Rachel: Where does this go?
Isla: Red then orange.
Laney: It goes, really the color, a bit of the color, orange with a bit of red, really orange, yellow, and bit of green yellow and a bit of orange…. Pure yellow, Green with a bit of blue, blue, a bit of purple, purple, purple with a reddish…
Rachel: What is this color?
Lainey: I don't know. I think it's more reddy, it should be down here.
Isla: It looks more orangey.
Lainey: It looks like it should go here.
Miya and Jaiden work together to figure out the jars of paint. I asked them to put the jars in rainbow order and Miya took the lead on that task. She pulled out the red, orange, yellow, green, blue, and purple.
Miya: There, the rainbow colors.
Rachel: Now what about the other jars?
That’s when the girls knew they had a puzzle to solve, and the rainbow just started getting interesting. Colors they never thought of being in a rainbow suddenly had to fit somewhere. With soft voices and swift hands, the girls got their heads down low, their eyes right up close to the jars.
Miya: This one could go between these two.
Jaiden: It's turquoise.
Miya: It could go between these two. It's kind of close to this.

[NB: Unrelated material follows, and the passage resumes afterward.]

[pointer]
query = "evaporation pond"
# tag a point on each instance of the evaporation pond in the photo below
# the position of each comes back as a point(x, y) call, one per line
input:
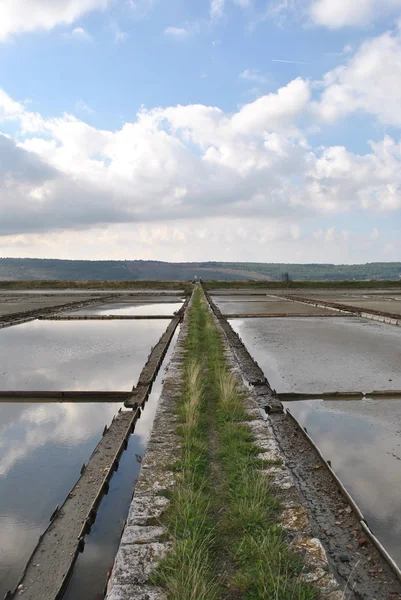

We inspected the colour wheels, noting that there was no beginning and end, no 1st color or no last. How color side-by-side blend into each other so nicely. How it all seems so continuous.
Talking About Rainbows…
I attempted to get the girls thinking about the magic of a rainbow. Why are they special and what do they make us think about? They were pretty quiet until I reminded them that their ideas would lead the next projects. And if they had really cool ideas about rainbows, we would try and turn those ideas into art.
Lainey: Can I draw a picture that includes the rainbow?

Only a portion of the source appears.